Less than two weeks into the semester, the University of Delaware is running out of isolation space as a COVID-19 spike hits the campus.
On Wednesday, UD reported 105 new cases – its highest one-day total ever. So far this week, UD has seen 119 cases, which is already the worst week since early March.
“This number may be discouraging and anxiety-inducing, and we need your help to safeguard our community,” Vice President for Student Life José-Luis Riera and Director of Student Health Services Dr. Timothy Dowling wrote in a letter to students Wednesday.
They said that, much like last year, the virus is spreading at large off-campus parties.
“In classrooms and indoor campus spaces, mask use and physical distancing continue to be highly effective at slowing the spread of the virus,” Riera and Dowling wrote. “However, large off-campus gatherings are fueling the rise in cases.”
Newark’s pandemic-era restrictions on private gatherings – limiting parties to 20 people outdoors or 10 indoors – have not been in effect but are likely to return soon.
As the law is written, the restrictions will be retriggered if the city sees two consecutive weeks of 125 or more cases per 100,000 residents or a test positivity rate of 6 percent or higher. It appears Newark has already surpassed that threshold, but the city has not yet announced it will begin to enforce the ordinance.
According to the UD officials, the on-campus isolation space is nearing capacity, and the university will ask students who test positive to go home to their permanent residence to quarantine.
“The rise in cases at UD matches the situation in Delaware and the nation, with the increases due primarily to the virus’ Delta variant,” Riera and Dowling wrote. “While more than 90 percent of you are fully vaccinated, the Delta variant is highly contagious and has infected some vaccinated individuals.”
UD has seen a total of 196 cases since students returned for the fall semester. University officials did not say how many of those who tested positive were actually showing symptoms.
The rapid rise in cases is a discouraging sign for UD, which had hoped that a vaccine mandate and an indoor mask mandate would allow for a relatively normal semester.
Even with nearly all students vaccinated, UD has seen slightly more cases in the first two weeks of this fall than it did in the first two weeks of Fall 2020, though there were fewer students on campus last year.
On Tuesday, the faculty union, the American Association of University Professors, sent a letter to the UD President Dennis Assanis and Provost Robin Morgan, urging them to institute stronger COVID-19 precautions.
The letter called for mandatory weekly testing of all students and employees on campus, regardless of vaccination status. Currently, only those who are unvaccinated are required to be tested.
“We are perplexed and troubled by the lack of thorough surveillance testing and additional measures that would seem prudent to put in place because of the rapidly spreading Delta variant. We believe that this lack of appropriate measures is creating a potentially dangerous situation that could erupt later (or even sooner) during this fall semester,” AAUP-UD President Deni S. Galileo wrote. “We ask that this inadequacy be corrected, and that the university implement our requested items immediately, along with other measures that would contribute to the health and safety of UD faculty, staff, and students.”
The union also called on UD to reverse a new policy that restricts the number of access points to campus buildings. At the beginning of the semester, the university began keeping some doors locked in the name of increased security.

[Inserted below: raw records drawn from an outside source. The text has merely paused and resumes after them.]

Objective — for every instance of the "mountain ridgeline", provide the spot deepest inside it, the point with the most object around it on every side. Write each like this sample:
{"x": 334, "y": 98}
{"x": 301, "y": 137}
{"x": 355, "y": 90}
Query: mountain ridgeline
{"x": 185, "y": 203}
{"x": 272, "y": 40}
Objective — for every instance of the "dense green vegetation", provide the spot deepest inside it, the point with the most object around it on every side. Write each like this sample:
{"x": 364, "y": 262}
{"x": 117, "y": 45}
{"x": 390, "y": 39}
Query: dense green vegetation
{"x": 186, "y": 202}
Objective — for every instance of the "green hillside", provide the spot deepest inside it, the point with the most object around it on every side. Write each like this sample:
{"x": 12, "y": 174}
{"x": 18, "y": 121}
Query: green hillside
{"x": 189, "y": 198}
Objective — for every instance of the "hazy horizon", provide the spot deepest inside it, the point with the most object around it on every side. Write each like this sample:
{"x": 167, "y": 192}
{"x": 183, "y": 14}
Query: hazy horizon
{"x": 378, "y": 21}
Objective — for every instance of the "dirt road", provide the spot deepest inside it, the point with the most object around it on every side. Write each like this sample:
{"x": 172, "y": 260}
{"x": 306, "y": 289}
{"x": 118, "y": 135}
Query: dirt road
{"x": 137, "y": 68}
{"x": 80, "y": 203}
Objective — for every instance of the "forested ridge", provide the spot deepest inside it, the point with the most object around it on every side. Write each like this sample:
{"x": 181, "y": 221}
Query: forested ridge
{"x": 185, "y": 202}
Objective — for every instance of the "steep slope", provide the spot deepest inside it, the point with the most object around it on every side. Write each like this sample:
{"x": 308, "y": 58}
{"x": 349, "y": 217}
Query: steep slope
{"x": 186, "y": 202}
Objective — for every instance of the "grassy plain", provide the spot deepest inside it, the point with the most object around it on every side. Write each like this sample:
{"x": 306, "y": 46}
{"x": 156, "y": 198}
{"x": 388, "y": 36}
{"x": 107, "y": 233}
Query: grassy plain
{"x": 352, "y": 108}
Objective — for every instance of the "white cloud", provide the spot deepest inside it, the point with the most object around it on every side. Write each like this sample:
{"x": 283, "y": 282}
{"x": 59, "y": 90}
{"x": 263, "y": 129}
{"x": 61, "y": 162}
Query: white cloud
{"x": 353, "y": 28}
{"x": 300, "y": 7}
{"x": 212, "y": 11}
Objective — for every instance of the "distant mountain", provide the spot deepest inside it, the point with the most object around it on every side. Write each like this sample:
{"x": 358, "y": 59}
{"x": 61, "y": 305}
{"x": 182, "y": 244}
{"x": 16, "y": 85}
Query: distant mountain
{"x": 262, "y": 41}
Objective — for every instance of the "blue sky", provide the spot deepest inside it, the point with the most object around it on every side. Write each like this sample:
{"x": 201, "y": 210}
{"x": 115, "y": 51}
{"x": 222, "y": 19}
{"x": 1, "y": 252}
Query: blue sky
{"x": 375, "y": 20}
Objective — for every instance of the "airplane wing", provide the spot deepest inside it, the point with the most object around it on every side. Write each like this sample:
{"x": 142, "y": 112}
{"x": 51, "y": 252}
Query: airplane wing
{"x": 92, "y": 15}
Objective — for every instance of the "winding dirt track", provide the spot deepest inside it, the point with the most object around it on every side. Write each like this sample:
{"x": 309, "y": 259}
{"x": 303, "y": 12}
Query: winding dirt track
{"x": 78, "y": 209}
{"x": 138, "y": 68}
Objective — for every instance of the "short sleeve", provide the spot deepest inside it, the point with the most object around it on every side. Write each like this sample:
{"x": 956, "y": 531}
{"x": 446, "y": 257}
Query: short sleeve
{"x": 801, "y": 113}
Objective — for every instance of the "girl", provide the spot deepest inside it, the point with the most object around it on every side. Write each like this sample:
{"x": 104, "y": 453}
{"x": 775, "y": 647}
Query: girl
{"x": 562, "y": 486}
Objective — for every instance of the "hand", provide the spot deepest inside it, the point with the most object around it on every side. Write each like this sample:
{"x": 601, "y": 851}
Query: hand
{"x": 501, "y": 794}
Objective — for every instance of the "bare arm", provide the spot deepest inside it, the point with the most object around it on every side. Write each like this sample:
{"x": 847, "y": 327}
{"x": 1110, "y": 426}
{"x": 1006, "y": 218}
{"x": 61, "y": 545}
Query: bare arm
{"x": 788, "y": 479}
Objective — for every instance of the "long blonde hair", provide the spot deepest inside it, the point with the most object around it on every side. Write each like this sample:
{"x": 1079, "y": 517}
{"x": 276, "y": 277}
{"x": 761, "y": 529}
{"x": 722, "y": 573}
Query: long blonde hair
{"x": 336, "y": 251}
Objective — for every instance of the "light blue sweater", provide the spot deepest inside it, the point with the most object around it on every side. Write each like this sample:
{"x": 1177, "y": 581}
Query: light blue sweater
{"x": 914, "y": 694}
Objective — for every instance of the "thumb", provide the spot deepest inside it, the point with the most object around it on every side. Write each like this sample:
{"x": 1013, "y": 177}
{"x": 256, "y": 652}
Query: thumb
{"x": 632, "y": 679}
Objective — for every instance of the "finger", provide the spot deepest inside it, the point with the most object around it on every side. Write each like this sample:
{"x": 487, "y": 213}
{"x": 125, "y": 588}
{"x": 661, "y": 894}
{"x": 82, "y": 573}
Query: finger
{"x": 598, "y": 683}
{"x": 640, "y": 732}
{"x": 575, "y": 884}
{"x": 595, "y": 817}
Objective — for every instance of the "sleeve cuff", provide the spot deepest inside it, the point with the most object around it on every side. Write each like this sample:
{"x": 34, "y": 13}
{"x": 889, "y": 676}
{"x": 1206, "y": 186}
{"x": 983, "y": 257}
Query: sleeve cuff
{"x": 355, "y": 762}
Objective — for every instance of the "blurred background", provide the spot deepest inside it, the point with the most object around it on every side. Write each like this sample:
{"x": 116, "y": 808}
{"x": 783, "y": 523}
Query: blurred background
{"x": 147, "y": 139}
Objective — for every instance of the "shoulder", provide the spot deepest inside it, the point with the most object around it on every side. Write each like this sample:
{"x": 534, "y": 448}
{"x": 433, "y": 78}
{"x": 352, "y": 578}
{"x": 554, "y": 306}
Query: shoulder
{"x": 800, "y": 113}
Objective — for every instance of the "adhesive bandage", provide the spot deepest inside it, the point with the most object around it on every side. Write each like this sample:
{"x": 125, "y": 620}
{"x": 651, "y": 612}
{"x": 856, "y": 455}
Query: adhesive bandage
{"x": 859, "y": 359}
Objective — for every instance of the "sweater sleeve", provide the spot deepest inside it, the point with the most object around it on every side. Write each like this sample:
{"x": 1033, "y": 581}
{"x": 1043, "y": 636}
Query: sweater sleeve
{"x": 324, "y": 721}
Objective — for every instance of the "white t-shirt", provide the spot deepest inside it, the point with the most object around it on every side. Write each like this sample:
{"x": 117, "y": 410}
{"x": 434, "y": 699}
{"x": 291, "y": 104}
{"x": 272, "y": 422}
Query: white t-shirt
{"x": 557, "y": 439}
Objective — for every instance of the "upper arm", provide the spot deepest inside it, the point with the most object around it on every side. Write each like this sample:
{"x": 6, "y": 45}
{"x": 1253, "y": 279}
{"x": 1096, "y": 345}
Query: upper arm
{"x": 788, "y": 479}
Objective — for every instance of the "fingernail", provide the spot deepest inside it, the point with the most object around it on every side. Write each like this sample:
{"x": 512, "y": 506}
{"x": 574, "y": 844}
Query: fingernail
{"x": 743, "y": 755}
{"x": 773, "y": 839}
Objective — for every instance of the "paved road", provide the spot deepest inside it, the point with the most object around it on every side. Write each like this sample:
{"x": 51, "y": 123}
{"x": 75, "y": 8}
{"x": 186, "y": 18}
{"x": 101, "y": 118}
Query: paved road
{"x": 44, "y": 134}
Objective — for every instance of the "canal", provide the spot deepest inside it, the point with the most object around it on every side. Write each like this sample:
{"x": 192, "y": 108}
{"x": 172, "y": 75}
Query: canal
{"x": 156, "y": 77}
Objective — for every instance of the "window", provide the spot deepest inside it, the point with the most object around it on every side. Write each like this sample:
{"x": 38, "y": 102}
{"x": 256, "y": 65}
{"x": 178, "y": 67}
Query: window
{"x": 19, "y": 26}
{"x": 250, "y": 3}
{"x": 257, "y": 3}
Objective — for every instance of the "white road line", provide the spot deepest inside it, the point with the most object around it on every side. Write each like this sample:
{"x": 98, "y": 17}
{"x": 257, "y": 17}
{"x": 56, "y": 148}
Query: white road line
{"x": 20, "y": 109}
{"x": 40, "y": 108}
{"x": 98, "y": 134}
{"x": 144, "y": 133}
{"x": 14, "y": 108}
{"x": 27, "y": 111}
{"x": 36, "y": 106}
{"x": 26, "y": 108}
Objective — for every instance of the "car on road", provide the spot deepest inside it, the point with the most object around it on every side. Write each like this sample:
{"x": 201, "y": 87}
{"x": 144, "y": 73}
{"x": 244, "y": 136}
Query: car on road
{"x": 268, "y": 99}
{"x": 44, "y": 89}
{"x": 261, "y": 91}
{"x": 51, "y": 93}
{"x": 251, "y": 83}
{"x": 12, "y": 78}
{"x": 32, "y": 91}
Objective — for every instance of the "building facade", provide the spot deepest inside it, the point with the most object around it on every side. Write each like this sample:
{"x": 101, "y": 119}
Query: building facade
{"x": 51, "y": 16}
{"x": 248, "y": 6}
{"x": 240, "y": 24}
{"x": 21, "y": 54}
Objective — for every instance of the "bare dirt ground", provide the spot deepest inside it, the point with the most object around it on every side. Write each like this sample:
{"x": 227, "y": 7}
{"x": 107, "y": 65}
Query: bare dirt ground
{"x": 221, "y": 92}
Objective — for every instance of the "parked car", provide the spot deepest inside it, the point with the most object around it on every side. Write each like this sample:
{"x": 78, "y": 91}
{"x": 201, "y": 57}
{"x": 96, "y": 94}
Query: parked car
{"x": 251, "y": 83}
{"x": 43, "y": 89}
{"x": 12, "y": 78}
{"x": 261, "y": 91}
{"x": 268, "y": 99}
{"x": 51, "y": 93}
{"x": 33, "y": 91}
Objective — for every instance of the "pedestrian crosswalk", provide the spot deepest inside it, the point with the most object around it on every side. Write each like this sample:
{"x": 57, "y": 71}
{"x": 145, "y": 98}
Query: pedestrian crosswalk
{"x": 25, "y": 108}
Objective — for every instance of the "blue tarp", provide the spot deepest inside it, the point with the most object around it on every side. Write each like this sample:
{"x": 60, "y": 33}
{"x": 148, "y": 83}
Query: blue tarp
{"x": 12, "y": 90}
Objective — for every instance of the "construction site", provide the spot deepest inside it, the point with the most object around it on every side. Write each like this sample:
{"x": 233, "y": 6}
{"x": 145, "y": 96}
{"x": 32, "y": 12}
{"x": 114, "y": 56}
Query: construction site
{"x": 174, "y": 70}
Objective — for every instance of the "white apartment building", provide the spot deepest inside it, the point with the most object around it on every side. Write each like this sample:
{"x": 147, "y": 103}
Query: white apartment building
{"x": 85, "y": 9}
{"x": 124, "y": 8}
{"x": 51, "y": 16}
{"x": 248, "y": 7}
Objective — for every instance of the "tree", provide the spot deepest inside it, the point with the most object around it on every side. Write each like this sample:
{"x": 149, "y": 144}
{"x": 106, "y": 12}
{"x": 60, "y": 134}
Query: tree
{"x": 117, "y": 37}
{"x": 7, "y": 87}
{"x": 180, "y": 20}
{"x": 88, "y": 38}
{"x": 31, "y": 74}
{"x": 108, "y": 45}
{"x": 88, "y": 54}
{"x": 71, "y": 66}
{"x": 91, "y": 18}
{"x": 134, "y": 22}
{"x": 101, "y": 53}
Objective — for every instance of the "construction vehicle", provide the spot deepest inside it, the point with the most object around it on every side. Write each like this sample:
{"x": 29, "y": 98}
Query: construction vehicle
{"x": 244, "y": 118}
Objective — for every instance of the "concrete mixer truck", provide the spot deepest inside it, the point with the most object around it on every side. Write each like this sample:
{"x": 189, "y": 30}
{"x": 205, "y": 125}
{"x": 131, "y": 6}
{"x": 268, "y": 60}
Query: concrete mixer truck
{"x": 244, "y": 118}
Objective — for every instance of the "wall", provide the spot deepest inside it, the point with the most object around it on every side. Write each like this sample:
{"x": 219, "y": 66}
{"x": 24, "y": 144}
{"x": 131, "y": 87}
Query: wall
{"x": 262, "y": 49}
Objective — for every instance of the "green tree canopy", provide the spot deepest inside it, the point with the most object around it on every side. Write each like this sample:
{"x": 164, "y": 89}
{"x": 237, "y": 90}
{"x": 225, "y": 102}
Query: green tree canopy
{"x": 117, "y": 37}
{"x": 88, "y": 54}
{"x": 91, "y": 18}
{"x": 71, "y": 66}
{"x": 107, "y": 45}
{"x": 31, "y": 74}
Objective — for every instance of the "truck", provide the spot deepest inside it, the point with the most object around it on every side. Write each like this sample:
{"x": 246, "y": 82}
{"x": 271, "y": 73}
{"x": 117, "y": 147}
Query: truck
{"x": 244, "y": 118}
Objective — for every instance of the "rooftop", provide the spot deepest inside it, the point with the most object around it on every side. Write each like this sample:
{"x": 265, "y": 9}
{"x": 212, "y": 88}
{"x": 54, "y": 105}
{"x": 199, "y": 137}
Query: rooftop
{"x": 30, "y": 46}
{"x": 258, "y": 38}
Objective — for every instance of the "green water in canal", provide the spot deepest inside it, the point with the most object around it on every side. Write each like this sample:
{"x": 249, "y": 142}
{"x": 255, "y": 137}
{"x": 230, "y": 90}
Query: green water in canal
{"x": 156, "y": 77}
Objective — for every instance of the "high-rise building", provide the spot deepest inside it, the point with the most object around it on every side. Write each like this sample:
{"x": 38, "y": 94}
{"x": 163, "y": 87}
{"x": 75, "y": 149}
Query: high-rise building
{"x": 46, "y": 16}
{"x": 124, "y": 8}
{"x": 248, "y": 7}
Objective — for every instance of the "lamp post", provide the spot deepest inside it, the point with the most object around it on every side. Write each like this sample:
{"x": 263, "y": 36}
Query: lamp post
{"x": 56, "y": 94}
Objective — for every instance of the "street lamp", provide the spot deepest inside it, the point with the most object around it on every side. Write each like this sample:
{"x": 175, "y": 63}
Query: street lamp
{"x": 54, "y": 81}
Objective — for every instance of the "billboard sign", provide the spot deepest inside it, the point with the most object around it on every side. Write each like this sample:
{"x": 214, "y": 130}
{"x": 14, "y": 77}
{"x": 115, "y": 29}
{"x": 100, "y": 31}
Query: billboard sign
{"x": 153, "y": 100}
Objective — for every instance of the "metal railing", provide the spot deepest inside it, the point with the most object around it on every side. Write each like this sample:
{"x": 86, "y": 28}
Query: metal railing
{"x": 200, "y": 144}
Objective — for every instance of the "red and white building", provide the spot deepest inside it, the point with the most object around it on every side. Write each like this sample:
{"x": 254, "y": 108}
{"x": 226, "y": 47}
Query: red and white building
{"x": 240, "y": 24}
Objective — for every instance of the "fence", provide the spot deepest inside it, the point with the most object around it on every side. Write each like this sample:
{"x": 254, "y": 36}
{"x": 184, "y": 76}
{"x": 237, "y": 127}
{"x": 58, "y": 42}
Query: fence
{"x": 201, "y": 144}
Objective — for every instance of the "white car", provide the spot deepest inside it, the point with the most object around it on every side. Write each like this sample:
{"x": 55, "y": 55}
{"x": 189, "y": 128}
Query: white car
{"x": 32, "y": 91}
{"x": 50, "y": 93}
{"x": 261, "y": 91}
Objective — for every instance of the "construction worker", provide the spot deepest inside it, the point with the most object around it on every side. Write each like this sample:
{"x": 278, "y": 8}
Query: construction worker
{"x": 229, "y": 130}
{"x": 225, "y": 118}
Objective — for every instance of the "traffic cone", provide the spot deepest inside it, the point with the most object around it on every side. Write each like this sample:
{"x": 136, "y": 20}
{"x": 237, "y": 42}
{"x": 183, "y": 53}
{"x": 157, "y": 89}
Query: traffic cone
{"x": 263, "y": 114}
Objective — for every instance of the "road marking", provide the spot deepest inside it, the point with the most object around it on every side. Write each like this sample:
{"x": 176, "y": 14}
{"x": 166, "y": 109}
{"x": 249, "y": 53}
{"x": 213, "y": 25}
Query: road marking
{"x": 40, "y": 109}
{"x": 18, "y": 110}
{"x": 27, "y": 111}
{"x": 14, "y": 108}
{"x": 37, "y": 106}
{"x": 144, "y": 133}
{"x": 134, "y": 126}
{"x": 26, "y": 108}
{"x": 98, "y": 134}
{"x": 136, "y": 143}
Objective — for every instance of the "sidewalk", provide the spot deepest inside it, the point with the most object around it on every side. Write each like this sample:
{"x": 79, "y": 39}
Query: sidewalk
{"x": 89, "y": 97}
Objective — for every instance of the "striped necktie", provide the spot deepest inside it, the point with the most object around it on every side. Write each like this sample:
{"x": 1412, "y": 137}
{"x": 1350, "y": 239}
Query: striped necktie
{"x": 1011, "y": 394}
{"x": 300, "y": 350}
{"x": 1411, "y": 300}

“This restriction of access to buildings forces people to funnel though doors, especially between classes, thus decreasing physical distancing and increasing congregation outside buildings while most people are still unmasked,” Galileo wrote.
In a letter to faculty Wednesday, Morgan wrote that professors can temporarily move classes online for up to two weeks if they determine that the number of students who are sick or in quarantine negatively affects student learning.
However, she added that professors are prohibited from informing students if someone in the class has tested positive. Instead, professors are encouraged to give students a generic message that due to the university’s rising COVID-19 numbers, students should assume it’s possible they have been in contact with people who could be contagious.
Anyone determined to be in “close contact” with a COVID-19 positive individual, as defined by CDC and Division of Public Health guidelines, will be notified by Student Health Services.